No prizes for guessing who the founder is:
That 1963 [Corvair] compact is the largest artifact in the new American Museum of Tort Law that Mr. Nader has established here in his hometown in northern Connecticut. During a tour of the museum before its opening on Sunday, he said he hoped the museum would teach a new generation about the vital benefits of personal injury lawsuits and even, dare it be said, plaintiff lawyers. He wants to educate people about the hard-fought history of consumer protections that are now taken for granted — and that he says are under assault.

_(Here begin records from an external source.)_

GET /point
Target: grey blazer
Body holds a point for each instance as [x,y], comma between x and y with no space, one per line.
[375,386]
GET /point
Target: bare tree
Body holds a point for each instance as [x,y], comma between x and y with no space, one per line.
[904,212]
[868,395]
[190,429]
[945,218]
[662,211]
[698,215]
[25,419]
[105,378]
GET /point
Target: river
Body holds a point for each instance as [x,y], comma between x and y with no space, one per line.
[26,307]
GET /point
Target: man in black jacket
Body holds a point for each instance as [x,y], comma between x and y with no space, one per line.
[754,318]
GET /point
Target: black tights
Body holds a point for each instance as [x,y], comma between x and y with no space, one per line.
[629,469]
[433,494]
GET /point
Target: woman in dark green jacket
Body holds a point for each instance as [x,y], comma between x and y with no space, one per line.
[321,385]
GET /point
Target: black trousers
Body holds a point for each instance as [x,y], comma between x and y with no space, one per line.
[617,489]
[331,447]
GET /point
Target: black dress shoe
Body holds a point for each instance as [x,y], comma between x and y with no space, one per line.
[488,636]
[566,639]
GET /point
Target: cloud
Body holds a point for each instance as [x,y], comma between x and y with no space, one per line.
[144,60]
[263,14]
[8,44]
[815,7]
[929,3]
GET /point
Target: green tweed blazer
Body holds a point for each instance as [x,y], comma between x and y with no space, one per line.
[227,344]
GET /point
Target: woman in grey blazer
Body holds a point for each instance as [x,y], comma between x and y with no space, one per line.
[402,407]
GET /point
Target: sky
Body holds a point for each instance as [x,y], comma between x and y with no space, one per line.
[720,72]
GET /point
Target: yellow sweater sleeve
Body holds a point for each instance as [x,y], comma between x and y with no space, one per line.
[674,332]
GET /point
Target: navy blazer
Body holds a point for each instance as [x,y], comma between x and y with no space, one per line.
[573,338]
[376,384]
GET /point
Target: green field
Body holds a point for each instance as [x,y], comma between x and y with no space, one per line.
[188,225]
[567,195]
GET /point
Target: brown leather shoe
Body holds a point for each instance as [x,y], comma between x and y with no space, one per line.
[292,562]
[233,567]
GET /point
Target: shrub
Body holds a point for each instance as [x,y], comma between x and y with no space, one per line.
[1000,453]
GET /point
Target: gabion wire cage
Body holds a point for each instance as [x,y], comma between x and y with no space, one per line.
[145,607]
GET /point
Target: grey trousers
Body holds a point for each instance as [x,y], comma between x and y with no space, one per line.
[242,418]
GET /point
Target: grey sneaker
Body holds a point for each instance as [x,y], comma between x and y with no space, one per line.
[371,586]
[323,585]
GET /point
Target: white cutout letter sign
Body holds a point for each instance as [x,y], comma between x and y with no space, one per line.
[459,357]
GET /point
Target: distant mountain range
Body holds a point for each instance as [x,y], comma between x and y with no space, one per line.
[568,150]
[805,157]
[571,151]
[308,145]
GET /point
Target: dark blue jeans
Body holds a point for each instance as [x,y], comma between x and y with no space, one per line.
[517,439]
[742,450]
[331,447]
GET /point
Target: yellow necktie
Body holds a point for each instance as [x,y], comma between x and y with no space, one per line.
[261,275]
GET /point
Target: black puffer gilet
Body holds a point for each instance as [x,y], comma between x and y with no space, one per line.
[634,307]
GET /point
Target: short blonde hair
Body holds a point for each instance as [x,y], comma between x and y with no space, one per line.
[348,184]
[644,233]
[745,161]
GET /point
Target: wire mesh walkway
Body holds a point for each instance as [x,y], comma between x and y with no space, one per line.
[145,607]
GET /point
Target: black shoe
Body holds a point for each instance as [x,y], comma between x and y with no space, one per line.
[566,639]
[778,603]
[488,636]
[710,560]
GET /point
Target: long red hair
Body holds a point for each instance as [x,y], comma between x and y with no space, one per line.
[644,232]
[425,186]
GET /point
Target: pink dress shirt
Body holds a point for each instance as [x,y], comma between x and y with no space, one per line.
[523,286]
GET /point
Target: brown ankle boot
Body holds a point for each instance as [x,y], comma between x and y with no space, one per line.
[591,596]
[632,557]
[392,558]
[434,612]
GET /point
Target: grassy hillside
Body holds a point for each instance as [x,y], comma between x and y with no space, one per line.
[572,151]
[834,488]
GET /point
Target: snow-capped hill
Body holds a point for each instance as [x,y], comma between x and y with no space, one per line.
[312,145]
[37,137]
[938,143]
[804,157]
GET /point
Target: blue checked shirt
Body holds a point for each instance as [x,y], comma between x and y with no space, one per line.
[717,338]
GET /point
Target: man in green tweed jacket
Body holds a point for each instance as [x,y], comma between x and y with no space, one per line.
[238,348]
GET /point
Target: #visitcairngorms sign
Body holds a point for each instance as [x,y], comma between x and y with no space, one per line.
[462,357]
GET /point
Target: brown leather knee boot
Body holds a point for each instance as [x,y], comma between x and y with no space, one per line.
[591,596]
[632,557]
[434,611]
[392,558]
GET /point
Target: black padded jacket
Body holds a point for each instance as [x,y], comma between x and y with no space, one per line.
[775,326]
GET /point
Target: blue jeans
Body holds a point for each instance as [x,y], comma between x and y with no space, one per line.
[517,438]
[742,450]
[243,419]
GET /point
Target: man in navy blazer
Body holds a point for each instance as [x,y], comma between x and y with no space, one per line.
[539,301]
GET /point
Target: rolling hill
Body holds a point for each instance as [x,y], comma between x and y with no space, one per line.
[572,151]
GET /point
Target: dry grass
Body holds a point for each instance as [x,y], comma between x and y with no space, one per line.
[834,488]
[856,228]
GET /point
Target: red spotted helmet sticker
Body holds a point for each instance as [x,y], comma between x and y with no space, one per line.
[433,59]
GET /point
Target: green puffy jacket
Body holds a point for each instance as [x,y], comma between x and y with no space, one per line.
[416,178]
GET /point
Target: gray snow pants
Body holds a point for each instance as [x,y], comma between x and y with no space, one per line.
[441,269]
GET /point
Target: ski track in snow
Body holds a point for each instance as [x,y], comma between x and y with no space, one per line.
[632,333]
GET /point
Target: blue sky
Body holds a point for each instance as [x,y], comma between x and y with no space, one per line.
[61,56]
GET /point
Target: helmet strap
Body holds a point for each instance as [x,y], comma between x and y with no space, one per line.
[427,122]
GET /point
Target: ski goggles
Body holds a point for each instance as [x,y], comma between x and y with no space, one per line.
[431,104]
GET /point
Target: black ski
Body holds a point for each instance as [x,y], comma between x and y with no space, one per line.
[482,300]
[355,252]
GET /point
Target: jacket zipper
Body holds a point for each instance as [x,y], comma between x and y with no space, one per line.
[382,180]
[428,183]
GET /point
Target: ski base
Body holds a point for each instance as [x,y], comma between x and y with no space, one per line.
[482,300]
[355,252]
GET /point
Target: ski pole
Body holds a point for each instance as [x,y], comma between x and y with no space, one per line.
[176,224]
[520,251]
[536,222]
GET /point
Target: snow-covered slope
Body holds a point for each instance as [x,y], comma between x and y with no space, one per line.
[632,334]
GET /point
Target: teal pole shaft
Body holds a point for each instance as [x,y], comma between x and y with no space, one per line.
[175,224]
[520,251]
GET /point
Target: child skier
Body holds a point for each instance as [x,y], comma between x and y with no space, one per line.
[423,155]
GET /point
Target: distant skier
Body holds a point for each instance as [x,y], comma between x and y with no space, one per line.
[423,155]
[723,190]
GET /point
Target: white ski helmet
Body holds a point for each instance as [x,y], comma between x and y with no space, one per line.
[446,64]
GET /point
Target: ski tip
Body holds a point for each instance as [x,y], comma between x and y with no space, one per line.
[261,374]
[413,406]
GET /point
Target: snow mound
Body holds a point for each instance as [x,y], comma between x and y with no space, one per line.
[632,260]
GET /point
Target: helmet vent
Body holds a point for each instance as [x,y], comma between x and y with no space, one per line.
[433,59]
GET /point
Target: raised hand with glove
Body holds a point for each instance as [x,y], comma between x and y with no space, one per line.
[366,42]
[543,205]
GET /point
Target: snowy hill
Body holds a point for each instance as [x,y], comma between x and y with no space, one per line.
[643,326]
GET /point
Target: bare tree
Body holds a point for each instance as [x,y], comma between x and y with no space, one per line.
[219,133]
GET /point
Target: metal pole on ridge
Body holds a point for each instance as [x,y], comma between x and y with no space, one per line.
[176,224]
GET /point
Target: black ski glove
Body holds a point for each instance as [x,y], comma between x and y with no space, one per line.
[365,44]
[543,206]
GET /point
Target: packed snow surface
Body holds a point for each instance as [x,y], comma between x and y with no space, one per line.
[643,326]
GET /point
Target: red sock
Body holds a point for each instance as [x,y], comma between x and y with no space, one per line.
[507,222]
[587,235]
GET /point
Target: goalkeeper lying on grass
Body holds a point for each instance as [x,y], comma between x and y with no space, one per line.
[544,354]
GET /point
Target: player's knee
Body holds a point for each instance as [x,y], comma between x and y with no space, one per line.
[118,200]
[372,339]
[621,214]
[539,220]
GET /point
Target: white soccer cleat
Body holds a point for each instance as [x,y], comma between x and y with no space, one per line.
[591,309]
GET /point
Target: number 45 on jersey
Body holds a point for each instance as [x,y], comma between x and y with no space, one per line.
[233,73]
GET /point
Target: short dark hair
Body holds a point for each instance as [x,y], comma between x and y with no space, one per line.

Still possessing that awkward theatrical touch that made him a progressive icon, Ralph Nader has an unusual idea for educating the young in the glories of modern tort law:
Mr. Nader also dreams of having drama students re-enact famous tort trials in a mock courtroom here and streaming the cases online to high schools, colleges and law schools. The staff hopes to arrange frequent school tours and to keep a visible online presence.
Pity the poor aspiring actor who has to play Ralph Nader. As if the life of a drama major isn't tough enough. Yet to Nader and his admirers - a shrunken number since his inadvertent assistance in electing George W Bush - the law is not a shield but an avenging sword of social justice. An attempt to accomplish the New Jerusalem through litigation instead of legislation.
Utopia, however, has it's price. A price that can now be measured in the trillions:
The U.S. Chamber of Commerce estimates that the annual cost of the tort system translates into $809 per person—the equivalent of a 5 percent tax on wages. The trial lawyers’ share—roughly $40 billion in 2002—was half again larger than the annual revenues of Microsoft or Intel. In 2002 the estimated aggregate cost of the tort system was $233 billion, according to the actuarial firm Tillinghast-Towers Perrin. That cost represented 2.23 percent of our gross domestic product. Over the next ten years the total “tort tax” will likely be $3.6 trillion.
To put that 2.23% in perspective the Department of Defense is going through about 3.8% of GDP at the moment. Keep that in mind the next time someone argues that defense spending is bankrupting the nation. This isn't to argue that tort law is inherently a bad thing. As Ricochet's own Richard Epstein has put it:
Tort remedies are essential to protect people (and their property) who do not have contractual relations with defendants from harms such as air and water pollution. The legal system should never allow self-interested parties to keep for themselves all the gains from dangerous activities that unilaterally impose losses on others—which is why the most devout defender of laissez-faire must insist, not just concede, that tough medicine is needed in these cases. The fundamental question here is one of technique: What mix of before and after sanctions will do the job at the lowest cost?
Which isn't the motivating philosophy behind the American Museum of Tort Law. Let's go back to the centrepiece not only of the museum but also of Ralph Nader's career: The Corvair. Contrary to popular mythology Chevrolet's most infamous product was hardly a death trap:
With incorrect tire pressures, a rapidly cornering Corvair driver could easily find the vehicle’s back end heading towards the front. The average US driver was simply not prepared to handle that eventuality. Could GM have done more to avoid the oversteer stigma? Yes. GM saved six dollars per car by not making the front anti-sway bar standard. And who knows how much (little) the effective rear camber-compensating spring adopted in 1964 cost.
GM hardly comes off as saintly in the story of the Corvair, if not quite as bad as Ford with the even more infamous Pinto. Yet what killed both cars wasn't litigation or Ralph Nader, it was something more prosaic and far more powerful: Competition. There were simply better cars on the market at comparable price points.
Neither car was particularly dangerous for its time. That automobiles as a whole have become safer over the years is not because Ralph Nader has decreed it so, but because cadres of talented engineers have done a yeoman's job of improving automotive design and construction. You can no more legislate better engineering than legislate economic growth or human health and happiness. That's a somewhat harder concept to put into a museum.